Po katastrofie lotniczej pod Donieckiem Levitin obiecał również, że Tu-154 i Tu-134 zostaną zastąpione innymi statkami w ciągu 5 lat. Krewni tych, którzy zginęli w katastrofie oraz eksperci w dziedzinie lotnictwa opowiedzieli się wówczas za zakazem lotów tymi samolotami.

„W naszym przypadku śledztwo wykazało winę dowódcy. Odnieśli się do nieadekwatności jego działań, ściągnęli kierownicę na bok, co w uproszczeniu doprowadziło do przeciągnięcia samolotu. Do tego zła pogoda. Ale to wszystko są konsekwencje, a nie przyczyny katastrofy” – powiedział dziennikarzom Witalij Jusko, współzałożyciel publicznej regionalnej organizacji pomocy ofiarom katastrof lotniczych Przerwany lot.

Rok po tragedii w miejscu katastrofy kadłuba, półtora kilometra od wsi Sukhaya Balka, wzniesiono pomnik ofiar. Jest wykonany z białego betonu i jest częścią skrzydła samolotu. Wokół niego znajdują się marmurowe płyty z wygrawerowanymi widokami Petersburga i nazwiskami pasażerów lotu PLK-612.

Początkowo w skład pomnika miał wchodzić także silnik rozbitego samolotu. W tym celu komisja śledcza wydała nawet zgodę na wykorzystanie fragmentu Tu-154. Później jednak autorzy pomnika zrezygnowali z tego pomysłu, gdyż łowcy metali nieżelaznych mogli zaatakować niestrzeżony pomnik.

Nr 10. Katastrofa A300 nad Zatoką Perską - 290 zabitych

Katastrofa A300 nad Zatoką Perską miała miejsce 3 lipca 1988 roku. Iran Air Airbus A300B2-203 leciał komercyjnym lotem pasażerskim IR655 na trasie Teheran-Bender-Abbas-Dubaj, ale kilka minut po starcie z Bandar Abbas, lecąc nad Zatoką Perską, został trafiony przez samolot z powierzchni do -powietrzny pocisk wystrzelony z krążownika rakietowego Vincennes Marynarki Wojennej Stanów Zjednoczonych. Wszystkie 290 osób na pokładzie samolotu zginęło: 16 członków załogi i 274 pasażerów, w tym 65 dzieci. W momencie wystrzelenia rakiety krążownik Vincennes znajdował się na irańskich wodach terytorialnych.

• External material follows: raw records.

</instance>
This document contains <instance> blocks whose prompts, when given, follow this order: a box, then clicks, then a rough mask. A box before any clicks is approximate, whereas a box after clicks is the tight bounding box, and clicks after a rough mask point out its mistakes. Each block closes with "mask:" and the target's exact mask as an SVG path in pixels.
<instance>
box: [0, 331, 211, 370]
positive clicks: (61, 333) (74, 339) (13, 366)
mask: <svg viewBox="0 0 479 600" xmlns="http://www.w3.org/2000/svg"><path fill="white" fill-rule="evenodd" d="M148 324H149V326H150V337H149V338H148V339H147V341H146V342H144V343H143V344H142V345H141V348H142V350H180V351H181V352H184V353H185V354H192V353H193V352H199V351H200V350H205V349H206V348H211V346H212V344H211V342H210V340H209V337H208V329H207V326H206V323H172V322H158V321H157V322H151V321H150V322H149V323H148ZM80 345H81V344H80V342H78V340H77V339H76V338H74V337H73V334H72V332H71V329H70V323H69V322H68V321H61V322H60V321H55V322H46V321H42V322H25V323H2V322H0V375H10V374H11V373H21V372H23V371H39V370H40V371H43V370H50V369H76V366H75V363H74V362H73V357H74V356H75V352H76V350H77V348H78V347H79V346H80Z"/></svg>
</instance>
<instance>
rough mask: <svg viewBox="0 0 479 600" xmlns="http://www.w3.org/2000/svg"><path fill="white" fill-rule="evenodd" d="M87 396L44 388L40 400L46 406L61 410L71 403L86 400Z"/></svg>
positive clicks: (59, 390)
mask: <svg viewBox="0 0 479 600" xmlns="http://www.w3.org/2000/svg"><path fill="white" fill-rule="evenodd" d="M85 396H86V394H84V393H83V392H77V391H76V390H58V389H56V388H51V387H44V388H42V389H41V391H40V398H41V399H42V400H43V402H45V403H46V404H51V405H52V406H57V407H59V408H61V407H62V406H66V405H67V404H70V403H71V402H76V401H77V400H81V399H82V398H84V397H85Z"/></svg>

Rząd USA powiedział, że irański samolot został błędnie zidentyfikowany jako myśliwiec F-14 irańskich sił powietrznych. Rząd irański twierdzi jednak, że Vincennes celowo zaatakowali cywilny samolot.

Nr 9. Katastrofa Boeinga 777 w obwodzie donieckim - 298 zabitych

Do wypadku doszło 17 lipca 2014 roku we wschodniej części obwodu donieckiego na Ukrainie, kiedy samolot Boeing 777 linii lotniczych malezyjskie linie lotnicze obsługiwał regularne loty z Amsterdamu do Kuala Lumpur.


Na pokładzie samolotu znajdowało się 283 pasażerów i 15 członków załogi, wszyscy zginęli.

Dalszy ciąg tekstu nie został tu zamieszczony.